The pungent aroma of Cuban cigars, draft beer and sweating prizefighters long ago filled part of the handsome, red brick building at 40 Harlow St., now occupied by the University of Maine Museum of Art. While couples waltzed under a crystal ball that hung from the ceiling of the upstairs Chateau Ballroom, downstairs, on the floor that now houses the art gallery, sports enthusiasts from another era played in a blue-collar fixture called the Bowlodrome.

The three-story Charles W. Morse building, named for the livery stable owner who hired a leading architect, Victor Hodgins, to design his block in 1914, was purchased a decade ago by developer Bob Duerr. He began renovating the treasure in 1991. It had been left vacant and was falling into disrepair after Sears-Roebuck Co., which moved in during the 1930s forcing the Chateau and the Bowlodrome out in the ’40s, relocated to the Bangor Mall in 1978.

Duerr demolished an adjoining polished-granite block fronting onto Harlow Street, revealing the Chateau’s original eight top ballroom windows long hidden from view. He renamed the landmark Norumbega Hall after an earlier public landmark lost in the Great Fire of 1911. The building is now owned by the Couri Foundation.

The Bowlodrome’s address in the Morse building, completed four years after the 1911 disaster leveled half of downtown, was originally listed as Post Office Mall, the pedestrian parkway stretching between Central and State streets where the old city post office building sat until being claimed by the inferno.

People now have returned to the Chateau Ballroom, with memories of dancing upstairs and roller skating downstairs.

A Bangor Daily News advertisement, dated April 4, 1917, announced the sporting palace’s grand opening. The “leading amusement place in town” boasted nine bowling alleys, some reserved for women and parties, and a billiard parlor filled with mahogany furniture. Every fall, an indoor skating rink was opened.
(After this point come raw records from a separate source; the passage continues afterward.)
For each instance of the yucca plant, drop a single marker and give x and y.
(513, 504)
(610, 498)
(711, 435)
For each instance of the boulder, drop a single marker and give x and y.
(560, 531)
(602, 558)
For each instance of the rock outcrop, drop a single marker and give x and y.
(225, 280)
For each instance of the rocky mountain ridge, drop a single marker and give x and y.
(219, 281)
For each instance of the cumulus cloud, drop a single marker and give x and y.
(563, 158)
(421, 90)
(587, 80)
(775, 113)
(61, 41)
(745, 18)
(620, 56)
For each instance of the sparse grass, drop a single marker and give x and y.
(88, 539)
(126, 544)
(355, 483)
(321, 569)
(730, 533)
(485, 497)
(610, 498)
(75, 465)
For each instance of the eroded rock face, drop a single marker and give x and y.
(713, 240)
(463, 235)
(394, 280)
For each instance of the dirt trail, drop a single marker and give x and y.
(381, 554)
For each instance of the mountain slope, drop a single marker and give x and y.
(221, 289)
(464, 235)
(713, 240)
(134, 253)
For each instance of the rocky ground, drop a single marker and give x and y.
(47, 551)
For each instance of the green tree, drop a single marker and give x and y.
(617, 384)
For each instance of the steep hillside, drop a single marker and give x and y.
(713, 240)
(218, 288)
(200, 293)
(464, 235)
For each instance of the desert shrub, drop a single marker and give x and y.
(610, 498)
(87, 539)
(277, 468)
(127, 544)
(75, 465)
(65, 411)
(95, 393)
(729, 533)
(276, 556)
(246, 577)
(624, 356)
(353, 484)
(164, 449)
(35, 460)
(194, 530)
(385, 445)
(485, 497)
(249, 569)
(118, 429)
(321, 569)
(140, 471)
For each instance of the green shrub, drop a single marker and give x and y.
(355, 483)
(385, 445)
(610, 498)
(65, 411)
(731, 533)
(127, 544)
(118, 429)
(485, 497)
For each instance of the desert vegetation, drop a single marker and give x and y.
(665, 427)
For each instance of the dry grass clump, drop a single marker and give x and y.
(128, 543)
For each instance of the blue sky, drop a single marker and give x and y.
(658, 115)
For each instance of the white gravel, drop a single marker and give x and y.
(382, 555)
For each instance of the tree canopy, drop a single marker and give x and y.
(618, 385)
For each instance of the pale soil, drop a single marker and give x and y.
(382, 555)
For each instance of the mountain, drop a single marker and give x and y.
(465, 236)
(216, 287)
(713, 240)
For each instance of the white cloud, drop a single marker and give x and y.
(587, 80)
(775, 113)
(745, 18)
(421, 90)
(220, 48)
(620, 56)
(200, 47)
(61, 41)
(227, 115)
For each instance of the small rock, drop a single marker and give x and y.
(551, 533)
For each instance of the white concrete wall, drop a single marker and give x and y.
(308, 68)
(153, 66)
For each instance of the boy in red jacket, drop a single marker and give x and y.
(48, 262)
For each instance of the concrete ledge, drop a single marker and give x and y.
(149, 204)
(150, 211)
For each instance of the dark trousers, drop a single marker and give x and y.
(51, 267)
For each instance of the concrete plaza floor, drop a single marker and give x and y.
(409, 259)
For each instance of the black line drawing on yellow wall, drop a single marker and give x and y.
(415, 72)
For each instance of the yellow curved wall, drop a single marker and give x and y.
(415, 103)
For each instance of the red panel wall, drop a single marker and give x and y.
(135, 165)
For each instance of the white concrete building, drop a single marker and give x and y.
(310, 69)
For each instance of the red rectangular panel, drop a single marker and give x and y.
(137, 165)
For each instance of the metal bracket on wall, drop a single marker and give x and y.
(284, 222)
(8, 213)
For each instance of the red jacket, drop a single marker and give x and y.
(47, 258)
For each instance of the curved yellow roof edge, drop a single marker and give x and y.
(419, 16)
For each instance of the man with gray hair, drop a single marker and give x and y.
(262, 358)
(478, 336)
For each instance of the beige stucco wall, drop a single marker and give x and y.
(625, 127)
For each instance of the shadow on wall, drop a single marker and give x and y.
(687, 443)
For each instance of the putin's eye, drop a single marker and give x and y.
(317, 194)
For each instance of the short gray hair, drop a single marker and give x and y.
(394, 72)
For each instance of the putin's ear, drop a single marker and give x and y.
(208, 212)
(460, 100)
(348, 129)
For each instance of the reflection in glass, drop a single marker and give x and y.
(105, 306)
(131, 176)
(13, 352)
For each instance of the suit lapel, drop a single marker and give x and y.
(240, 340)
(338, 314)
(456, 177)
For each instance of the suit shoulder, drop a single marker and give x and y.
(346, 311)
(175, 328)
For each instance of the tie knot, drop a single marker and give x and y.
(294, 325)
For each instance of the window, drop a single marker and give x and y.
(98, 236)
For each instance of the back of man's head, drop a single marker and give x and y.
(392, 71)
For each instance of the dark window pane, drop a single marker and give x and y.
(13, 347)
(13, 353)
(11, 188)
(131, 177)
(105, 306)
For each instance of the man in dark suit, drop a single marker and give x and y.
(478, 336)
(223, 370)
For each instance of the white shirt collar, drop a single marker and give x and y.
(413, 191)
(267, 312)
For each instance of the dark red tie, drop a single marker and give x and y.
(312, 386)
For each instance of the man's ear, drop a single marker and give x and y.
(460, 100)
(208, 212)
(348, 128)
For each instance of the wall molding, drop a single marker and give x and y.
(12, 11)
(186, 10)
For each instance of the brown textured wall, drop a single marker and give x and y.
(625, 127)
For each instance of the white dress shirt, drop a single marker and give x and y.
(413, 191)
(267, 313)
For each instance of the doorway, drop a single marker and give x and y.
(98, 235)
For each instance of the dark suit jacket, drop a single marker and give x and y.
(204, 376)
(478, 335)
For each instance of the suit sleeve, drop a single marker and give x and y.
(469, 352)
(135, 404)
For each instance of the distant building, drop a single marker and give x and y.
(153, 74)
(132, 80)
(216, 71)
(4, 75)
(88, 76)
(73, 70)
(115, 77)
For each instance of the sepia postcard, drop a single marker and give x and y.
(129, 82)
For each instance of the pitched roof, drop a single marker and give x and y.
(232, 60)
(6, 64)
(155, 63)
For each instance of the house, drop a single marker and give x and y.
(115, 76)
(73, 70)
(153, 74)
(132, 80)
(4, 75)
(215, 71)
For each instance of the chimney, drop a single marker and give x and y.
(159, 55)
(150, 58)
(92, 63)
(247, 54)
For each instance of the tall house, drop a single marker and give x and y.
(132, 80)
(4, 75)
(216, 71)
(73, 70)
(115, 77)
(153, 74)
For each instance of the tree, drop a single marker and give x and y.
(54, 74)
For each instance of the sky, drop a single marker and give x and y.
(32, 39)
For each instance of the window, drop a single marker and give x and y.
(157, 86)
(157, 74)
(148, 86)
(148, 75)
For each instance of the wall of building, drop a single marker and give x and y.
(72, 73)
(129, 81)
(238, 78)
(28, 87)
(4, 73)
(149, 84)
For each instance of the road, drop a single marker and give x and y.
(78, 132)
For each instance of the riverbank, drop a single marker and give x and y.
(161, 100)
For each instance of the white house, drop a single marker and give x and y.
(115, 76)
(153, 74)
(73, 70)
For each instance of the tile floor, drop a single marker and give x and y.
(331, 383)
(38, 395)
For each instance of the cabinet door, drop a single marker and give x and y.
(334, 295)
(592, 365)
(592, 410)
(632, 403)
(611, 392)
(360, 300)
“This rink will be, as in the past, conducted in a clean manner and only those who obey the rules will be catered to,” reported the newspaper on the rink’s 1921 debut.

William and Forrest Fleming managed the Bowlodrome and the Sportsman’s Athletic Club for about 25 years, booking big-name fighters alongside no-name Joe Palookas. Some sparred upstairs in the spacious ballroom, but the bloodiest battles raged in the Bowlodrome.

At least one match, between University of Maine student Edward Francis Prout of Hampden, whose ring name was “Knockout Jim Ryan,” and George Langley of Waterville, ended tragically in 1921 when Prout was hurled through the ring and to his death. A heartbroken Bill Fleming, renowned for running clean fights, swore he would never promote another match unless it was a benefit bout for Prout.

The Flemings occasionally rented out the Bowlodrome to political rallies. In 1920, Franklin D. Roosevelt, the Democratic vice-presidential candidate, was slated to speak, with women encouraged to attend since, for the first time, they had been granted the right to vote.

Roosevelt was replaced by fellow Democrat Bourke Cockran, who spoke at the Bowlodrome after FDR abandoned the Maine campaign trail to attend an uncle’s funeral. He lost the 1920 election, later winning four presidential terms, but never appeared publicly in Bangor. As long as Roosevelt was in office, the Chateau, along with dance halls throughout the nation, hosted a January birthday ball in the president’s honor.

Many years later, during his 2000 presidential campaign, Ralph Nader brought national politics back to the building, speaking in the Chateau Ballroom at the Maine Green Independent Party’s first state convention. More than 450 attended.

Norumbega Hall, now filled again with Chateau Ballroom activities, the Hammond Street Senior Center Fitness Facility on the middle floor, and the University of Maine Museum of Art beneath that facility, is bursting with activity – not, this time around, with rattling bowling pins and sweet orchestral music, but with the clear vision of people who have rejuvenated a long-forgotten urban landmark.